Historical population
| Census | Pop. | Note | %± |
| 1820 | 2,654 |  | — |
| 1830 | 2,756 |  | 3.8% |
| 1840 | 2,721 |  | −1.3% |
| 1850 | 2,248 |  | −17.4% |
| 1860 | 2,538 |  | 12.9% |
| 1870 | 2,403 |  | −5.3% |
| 1880 | 3,569 |  | 48.5% |
| 1890 | 3,651 |  | 2.3% |
| 1900 | 3,734 |  | 2.3% |
| 1910 | 3,355 |  | −10.1% |
| 1920 | 2,855 |  | −14.9% |
| 1930 | 2,843 |  | −0.4% |
| 1940 | 3,200 |  | 12.6% |
| 1950 | 3,442 |  | 7.6% |
| 1960 | 3,097 |  | −10.0% |
| 1970 | 3,107 |  | 0.3% |
| 1980 | 2,530 |  | −18.6% |
| 1990 | 2,306 |  | −8.9% |
| 2000 | 2,757 |  | 19.6% |
| 2010 | 2,311 |  | −16.2% |
| 2020 | 2,847 |  | 23.2% |
| 2022 (est.) | 2,826 | Decrease | −0.7% |
U.S. Decennial Census

===Housing===
There were 1,211 housing units at an average density of 39.2 /sqmi. 20.9% of housing units were vacant.

There were 958 occupied housing units in the town. 712 were owner-occupied units (74.3%), while 246 were renter-occupied (25.7%). The homeowner vacancy rate was 1.7% of total units. The rental unit vacancy rate was 8.5%.

NOTE: It is common for resort communities to have higher than normal vacant house counts. Many are vacation homes which are seasonal and not regularly occupied.

==Civic Groups==
Casey to the Rescue Dog Transport is an all-volunteer organization that rescues 600 animals each year and transports them to permanent homes.

Friends of the Three Bears preserves the buildings known as the (historic Seneca County) courthouse complex and implements art, music and other educational programs and events.

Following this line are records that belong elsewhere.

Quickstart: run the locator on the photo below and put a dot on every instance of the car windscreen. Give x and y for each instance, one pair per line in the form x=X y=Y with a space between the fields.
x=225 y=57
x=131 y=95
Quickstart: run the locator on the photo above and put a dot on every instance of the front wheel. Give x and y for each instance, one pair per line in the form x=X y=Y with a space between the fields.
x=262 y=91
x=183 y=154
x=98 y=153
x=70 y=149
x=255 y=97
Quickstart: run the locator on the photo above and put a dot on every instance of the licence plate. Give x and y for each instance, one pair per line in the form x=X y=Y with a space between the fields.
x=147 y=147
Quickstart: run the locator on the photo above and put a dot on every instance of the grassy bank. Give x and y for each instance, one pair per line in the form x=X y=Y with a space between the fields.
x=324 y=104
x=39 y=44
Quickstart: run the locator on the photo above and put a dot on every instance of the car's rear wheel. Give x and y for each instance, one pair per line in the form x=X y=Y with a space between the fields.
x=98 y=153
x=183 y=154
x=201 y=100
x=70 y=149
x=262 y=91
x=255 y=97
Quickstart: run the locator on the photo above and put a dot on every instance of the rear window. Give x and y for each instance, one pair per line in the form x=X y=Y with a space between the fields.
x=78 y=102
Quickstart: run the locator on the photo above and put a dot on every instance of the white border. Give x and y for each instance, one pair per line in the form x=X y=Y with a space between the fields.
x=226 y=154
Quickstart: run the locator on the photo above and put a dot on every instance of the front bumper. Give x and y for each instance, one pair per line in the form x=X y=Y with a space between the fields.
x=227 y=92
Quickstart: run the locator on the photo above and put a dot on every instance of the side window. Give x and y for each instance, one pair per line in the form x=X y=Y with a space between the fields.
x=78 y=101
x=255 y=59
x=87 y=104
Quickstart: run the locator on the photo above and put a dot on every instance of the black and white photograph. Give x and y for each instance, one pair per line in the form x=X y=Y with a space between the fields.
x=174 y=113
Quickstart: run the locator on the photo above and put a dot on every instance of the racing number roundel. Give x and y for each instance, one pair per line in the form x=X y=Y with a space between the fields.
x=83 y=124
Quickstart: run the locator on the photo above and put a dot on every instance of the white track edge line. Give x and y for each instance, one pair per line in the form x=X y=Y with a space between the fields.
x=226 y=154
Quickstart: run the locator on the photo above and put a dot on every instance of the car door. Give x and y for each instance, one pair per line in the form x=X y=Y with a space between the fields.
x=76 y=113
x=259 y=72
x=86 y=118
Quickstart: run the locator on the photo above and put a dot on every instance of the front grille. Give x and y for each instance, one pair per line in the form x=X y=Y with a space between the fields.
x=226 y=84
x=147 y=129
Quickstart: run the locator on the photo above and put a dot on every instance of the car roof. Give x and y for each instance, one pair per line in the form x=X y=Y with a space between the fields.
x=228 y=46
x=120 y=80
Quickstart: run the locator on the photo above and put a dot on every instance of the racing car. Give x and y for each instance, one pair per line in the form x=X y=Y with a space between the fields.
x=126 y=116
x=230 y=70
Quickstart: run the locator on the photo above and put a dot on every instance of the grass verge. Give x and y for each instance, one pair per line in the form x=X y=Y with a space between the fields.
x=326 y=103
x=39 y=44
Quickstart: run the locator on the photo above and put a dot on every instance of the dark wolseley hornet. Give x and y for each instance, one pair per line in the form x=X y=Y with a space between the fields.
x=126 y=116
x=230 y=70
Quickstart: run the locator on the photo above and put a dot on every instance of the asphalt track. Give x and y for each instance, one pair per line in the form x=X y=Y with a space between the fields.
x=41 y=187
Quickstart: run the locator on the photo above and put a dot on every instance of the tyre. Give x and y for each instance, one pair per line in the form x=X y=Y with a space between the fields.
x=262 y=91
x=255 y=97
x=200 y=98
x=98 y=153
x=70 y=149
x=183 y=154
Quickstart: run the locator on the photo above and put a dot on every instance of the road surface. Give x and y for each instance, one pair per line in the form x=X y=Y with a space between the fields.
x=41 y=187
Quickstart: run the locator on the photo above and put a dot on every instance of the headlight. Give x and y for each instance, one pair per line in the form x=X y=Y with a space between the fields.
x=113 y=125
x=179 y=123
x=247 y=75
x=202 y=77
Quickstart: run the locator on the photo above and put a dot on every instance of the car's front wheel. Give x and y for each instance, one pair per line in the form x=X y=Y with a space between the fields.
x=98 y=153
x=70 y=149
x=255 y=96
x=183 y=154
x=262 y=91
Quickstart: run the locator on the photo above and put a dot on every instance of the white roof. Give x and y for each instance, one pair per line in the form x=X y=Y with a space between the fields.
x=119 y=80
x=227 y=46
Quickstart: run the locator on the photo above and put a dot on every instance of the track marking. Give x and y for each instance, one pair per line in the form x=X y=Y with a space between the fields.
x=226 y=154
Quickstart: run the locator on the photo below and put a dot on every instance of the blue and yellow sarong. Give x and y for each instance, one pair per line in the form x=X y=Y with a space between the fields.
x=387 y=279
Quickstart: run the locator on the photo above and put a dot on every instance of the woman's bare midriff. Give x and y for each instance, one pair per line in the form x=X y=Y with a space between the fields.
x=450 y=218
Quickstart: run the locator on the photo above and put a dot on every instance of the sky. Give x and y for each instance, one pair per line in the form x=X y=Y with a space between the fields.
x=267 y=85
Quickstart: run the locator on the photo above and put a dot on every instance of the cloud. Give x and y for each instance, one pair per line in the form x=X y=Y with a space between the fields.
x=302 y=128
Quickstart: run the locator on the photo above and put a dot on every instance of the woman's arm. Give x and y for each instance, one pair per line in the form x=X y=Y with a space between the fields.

==Communities and locations in the Town of Ovid==
- Coan Corners – A location near the south town line on NY-96A.
- Gilbert – A hamlet southwest of Ovid village at the junction of County Roads 131 and 132.
- Kidders – A hamlet on the shore of Cayuga Lake and County Road 153, south of Sheldrake.
- Ovid – The Village of Ovid at the junction of NY-96 and NY-96A.
- Scott Corners – A location west of Sheldrake Springs on County Road 139.
- Sheldrake – A hamlet on the shore of Cayuga Lake on County Road 153.
- Sheldrake Creek – A stream entering Cayuga Lake by Sheldrake.
- Sheldrake Springs – A hamlet in the eastern part of Ovid on NY-96.
- Simpson Creek – A stream passing by Ovid village and flowing into Seneca Lake.
- Starett Corners – A location in the southeast part of the town, south of Sheldrake Springs.
- Weyers Point – A projection into Cayuga Lake near the north town line.
- Willard – A hamlet at the north town line by Seneca Lake on County Road 132.
- Willard State Hospital – A former state mental hospital in the northwest of Ovid.
- Willard Wildlife Management Area – A conservation area by Seneca Lake.